I have one suggestion and one more question.

-Gerolf

llvm/lib/Transforms/Scalar/LowerMatrixIntrinsics.cpp
43

Could you add a picture/graphic showing a matrix, submatrix, and then their (lowered) memory layout and stride? This would make it easier to understand the computeAddress functions.

50

Do you need this function? Why are Row,Col Value here vs unsigned in the caller (computeColumnAddr())?

fhahn updated this revision to Diff 232111.Wed, Dec 4, 6:20 AM

Remove computeEltAddr, drop unnecessary Row argument and clarify computeColumnAddr with a bit of ASCII art.

fhahn marked an inline comment as done.Wed, Dec 4, 6:23 AM
fhahn added inline comments.
llvm/lib/Transforms/Scalar/LowerMatrixIntrinsics.cpp
50

Not really. I folded the relevant bits into computeColumnAddr and removed the obsolete Row argument. Also turned the Col argument into a Value *.

fhahn updated this revision to Diff 232157.Wed, Dec 4, 8:56 AM

Update address computation to take an element pointer directly, instead of creating them. This reduces the number of generated bitcasts.

Build result: FAILURE -
Log files: console-log.txt, CMakeCache.txt

LGTM.

llvm/lib/Transforms/Scalar/LowerMatrixIntrinsics.cpp
45

Nit: \p Stride elements. You can delete the rest since you repeat the Stride definition below.

anemet accepted this revision.Thu, Dec 5, 12:46 PM

LGTM too. You may want to a wait a few days to give other people a chance to comment further.

This revision is now accepted and ready to land.Thu, Dec 5, 12:46 PM
fhahn added a comment.Thu, Dec 5, 1:12 PM

LGTM too. You may want to a wait a few days to give other people a chance to comment further.
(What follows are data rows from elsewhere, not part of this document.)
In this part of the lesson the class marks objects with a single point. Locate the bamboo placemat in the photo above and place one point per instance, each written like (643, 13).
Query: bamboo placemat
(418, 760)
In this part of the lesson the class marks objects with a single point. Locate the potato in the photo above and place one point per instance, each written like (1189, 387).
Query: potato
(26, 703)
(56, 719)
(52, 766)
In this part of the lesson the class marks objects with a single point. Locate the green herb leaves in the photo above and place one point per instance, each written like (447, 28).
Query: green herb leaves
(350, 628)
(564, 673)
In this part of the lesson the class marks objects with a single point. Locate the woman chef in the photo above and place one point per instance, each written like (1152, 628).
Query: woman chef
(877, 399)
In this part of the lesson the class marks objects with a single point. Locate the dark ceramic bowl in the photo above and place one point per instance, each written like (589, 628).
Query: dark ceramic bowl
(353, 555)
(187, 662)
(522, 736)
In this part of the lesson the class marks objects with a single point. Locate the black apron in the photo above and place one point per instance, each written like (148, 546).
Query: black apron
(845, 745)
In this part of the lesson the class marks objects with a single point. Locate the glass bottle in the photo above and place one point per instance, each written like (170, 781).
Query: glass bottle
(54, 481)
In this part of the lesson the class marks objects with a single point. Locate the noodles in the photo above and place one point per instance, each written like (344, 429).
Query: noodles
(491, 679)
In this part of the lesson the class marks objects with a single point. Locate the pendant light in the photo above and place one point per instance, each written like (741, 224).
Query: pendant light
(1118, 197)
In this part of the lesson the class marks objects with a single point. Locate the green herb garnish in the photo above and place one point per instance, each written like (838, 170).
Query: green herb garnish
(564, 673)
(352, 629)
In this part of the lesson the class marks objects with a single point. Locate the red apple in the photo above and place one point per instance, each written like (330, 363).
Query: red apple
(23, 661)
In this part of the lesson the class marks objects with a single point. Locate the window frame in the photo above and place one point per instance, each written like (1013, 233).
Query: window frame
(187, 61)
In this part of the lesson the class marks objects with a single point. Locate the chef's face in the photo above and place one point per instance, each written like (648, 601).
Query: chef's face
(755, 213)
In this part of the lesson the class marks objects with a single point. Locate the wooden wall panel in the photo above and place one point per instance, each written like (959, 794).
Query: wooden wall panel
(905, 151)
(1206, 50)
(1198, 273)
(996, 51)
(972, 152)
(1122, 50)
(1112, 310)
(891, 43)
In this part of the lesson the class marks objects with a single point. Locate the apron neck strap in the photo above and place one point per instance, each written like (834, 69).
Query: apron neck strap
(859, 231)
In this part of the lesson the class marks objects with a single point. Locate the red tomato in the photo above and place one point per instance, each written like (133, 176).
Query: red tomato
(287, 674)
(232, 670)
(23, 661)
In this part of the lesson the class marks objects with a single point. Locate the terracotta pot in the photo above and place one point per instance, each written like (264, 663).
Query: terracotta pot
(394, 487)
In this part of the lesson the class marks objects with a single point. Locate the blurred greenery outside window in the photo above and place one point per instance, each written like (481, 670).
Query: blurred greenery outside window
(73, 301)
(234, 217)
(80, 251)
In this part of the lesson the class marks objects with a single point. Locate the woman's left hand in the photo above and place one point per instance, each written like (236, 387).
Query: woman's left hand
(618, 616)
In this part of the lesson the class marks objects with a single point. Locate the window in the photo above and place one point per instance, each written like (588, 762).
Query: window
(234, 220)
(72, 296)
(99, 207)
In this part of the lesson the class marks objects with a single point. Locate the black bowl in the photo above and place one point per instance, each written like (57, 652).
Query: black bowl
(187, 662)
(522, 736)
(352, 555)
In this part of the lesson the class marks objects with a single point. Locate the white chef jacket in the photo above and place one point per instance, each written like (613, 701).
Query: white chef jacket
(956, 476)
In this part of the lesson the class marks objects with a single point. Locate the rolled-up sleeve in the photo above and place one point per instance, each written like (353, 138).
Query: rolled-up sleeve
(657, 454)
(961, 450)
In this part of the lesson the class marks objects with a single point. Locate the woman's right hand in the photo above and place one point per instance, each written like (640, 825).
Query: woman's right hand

Sure! thanks for all the comments so far. I plan to land this early next week, unless there are any major comments/concerns!

LuoYuanke added inline comments.Sat, Dec 7, 6:53 PM
llvm/docs/LangRef.rst
14479

Is it more straight forward that the start address of column B is computed as A + %stride? Given a 3D array "tensor[9][8][7]", to load some rows of data from the array the %stride can be 8*7*2 instead of 8*7*2-7.

LuoYuanke added inline comments.Sat, Dec 7, 7:04 PM
llvm/docs/LangRef.rst
14479

What I mean is the the start address of column B is computed as A + <Rows> * %Stride.

LuoYuanke added inline comments.Sat, Dec 7, 8:49 PM
llvm/docs/LangRef.rst
14479

I mean the the start address of column B is computed as A + %Stride.

fhahn marked an inline comment as done.Sun, Dec 8, 3:57 AM
fhahn added inline comments.
llvm/docs/LangRef.rst
14479

I mean the the start address of column B is computed as A + %Stride.

That would simplify things a bit and be more in-line with what people expect a stride to be? The only slight advantage of having stride separately might be that it is slightly easier to ensure stride >= Rows (assuming only positive strides). But we can check for that separately and require Stride >= Rows. What do you think?